Axa Ireland, the largest general insurer in the market by customer premiums, decided to hold off paying dividends to its French parent on last year’s earnings, marking the first such hiatus in five years, as it built up capacity to start underwriting health insurance for its Laya Healthcare brand from the start of this year.
The Irish unit, officially known as Axa Insurance DAC, had paid €270 million in dividends to Paris-based Axa Group over the past four years, including money that was temporarily stored during the Covid-19 pandemic when regulators ordered insurers to avoid payouts and preserve capital.
The Axa Group acquired Laya Healthcare, the Republic’s second-largest health insurer, in 2023 for €650 million. A unit of Zurich-based reinsurance giant Swiss Re, called Elips Insurance, had underwritten Laya policies for years, meaning the business was essentially a tied agent, before Axa Ireland started to write new policies from the start of this year.
“No dividend is proposed in relation to the accounting year 2024 due to the capital requirements linked to health underwriting for 2025 and beyond,” Axa Insurance DAC said in its latest annual solvency and financial condition report (SCFR).
“The company is focusing on reinvesting its financial resources to strengthen its capital base to support growth in its health business.”

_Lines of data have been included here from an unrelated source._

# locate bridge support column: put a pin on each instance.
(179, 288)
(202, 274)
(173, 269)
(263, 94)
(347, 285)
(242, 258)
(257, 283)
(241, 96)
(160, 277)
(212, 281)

The Laya deal is the biggest carried out by the Axa Group in Ireland since it secured a major foothold in the market 26 years ago by acquiring the country’s largest motor insurer at the time, Guardian PMPA Insurance, as part of a multibillion-euro international deal.
Axa Ireland, which is led by chief executive Marguerite Brosnan, saw its insurance revenues grew by 8 per cent last year to €1.15 billion, driven by premium increases across its motor and household lines, as damage costs increased amid rising spare parts and labour costs in an inflationary environment.

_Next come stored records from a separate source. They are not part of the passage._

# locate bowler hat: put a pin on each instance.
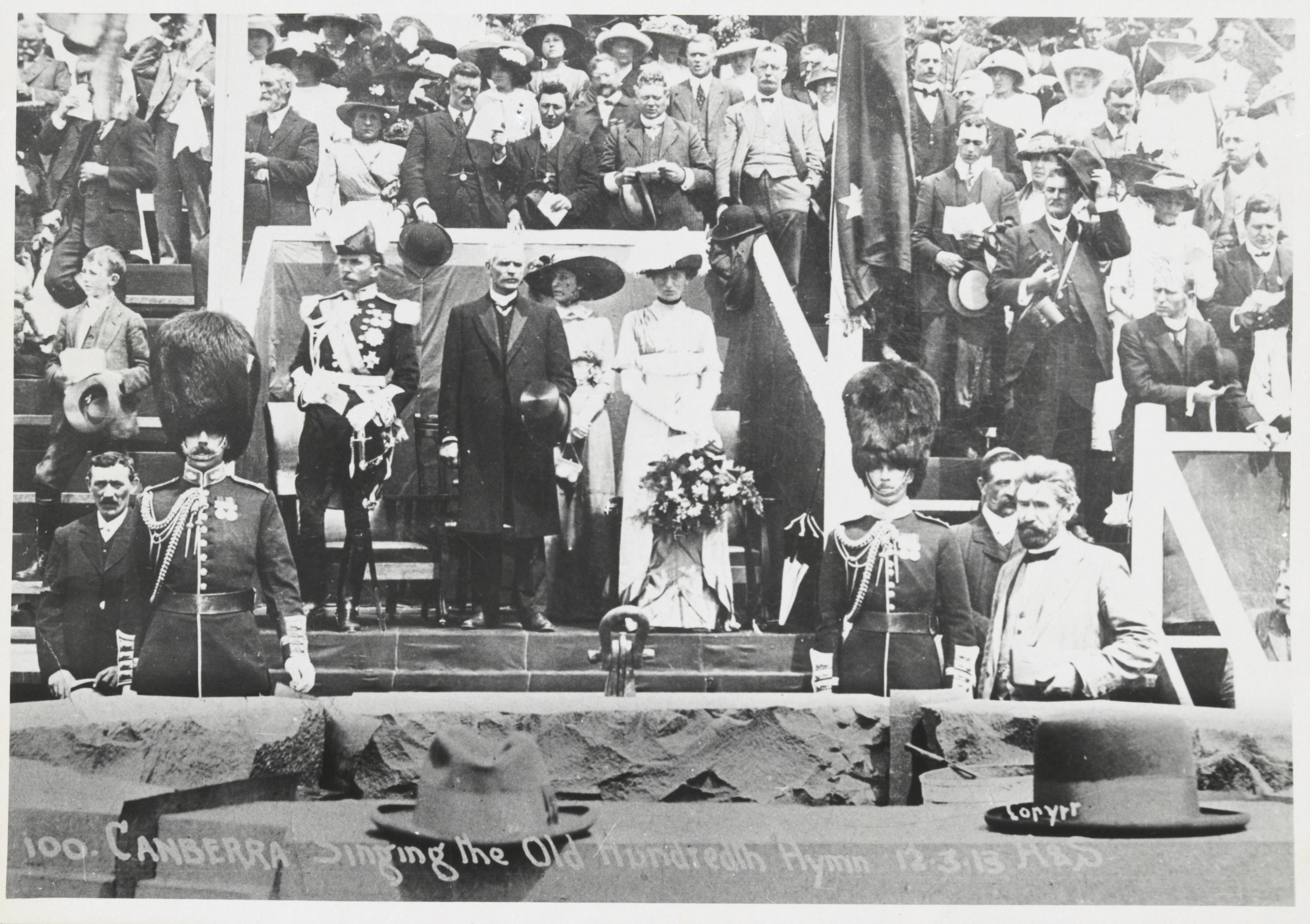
(545, 413)
(426, 244)
(1114, 770)
(737, 223)
(470, 788)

The company’s insurance operating profit – a keenly watched barometer of the performance of an insurer’s core business of underwriting risk – fell to €17 million last year from €28 million in 2023. It had recorded a net loss on its insurance underwriting business in 2022.

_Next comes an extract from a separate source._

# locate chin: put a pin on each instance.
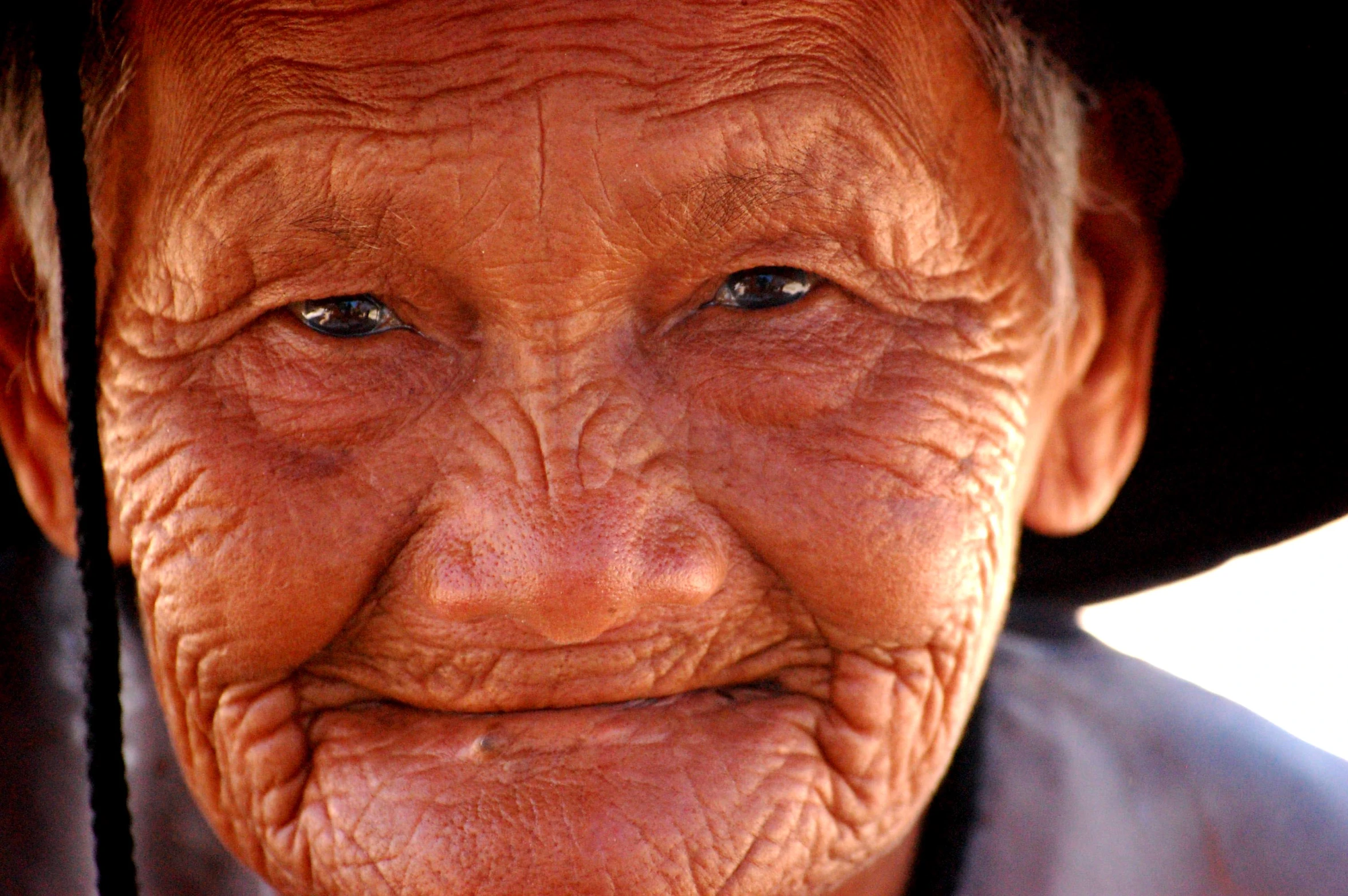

“AXA Insurance dac has delivered a strong performance in 2024 achieving growth in both insurance revenue and profit for the year. Importantly, during the year necessary pricing action was taken in direct response to the increase in motor accident numbers, coupled with increased cost of injury claims incurred,” the report said.
“Price adjustments were made in order to offset a potential underwriting loss driven by the inflationary pressures in the cost of claims.”
Net income derived from its investments portfolio jumped to €133 million from €75 million, helping Axa Ireland increase its net profit to €128 million from €94 million for the previous year.
Some 69 per cent of the group’s revenues were generated in the Republic, with 26 per cent in the United Kingdom, mainly reflecting the fact that Axa Ireland is an all-island business. The remaining 5 per cent was recorded as revenues from Europe.
Motor coverage accounted for 57 per cent of its revenues, with household insurance a further 10 per cent. The remainder was largely made up of commercial insurance.
Axa Ireland’s solvency capital reserves rose to €683 million, or almost 1.5 times its regulatory requirement, from €594 million at the end of 2023.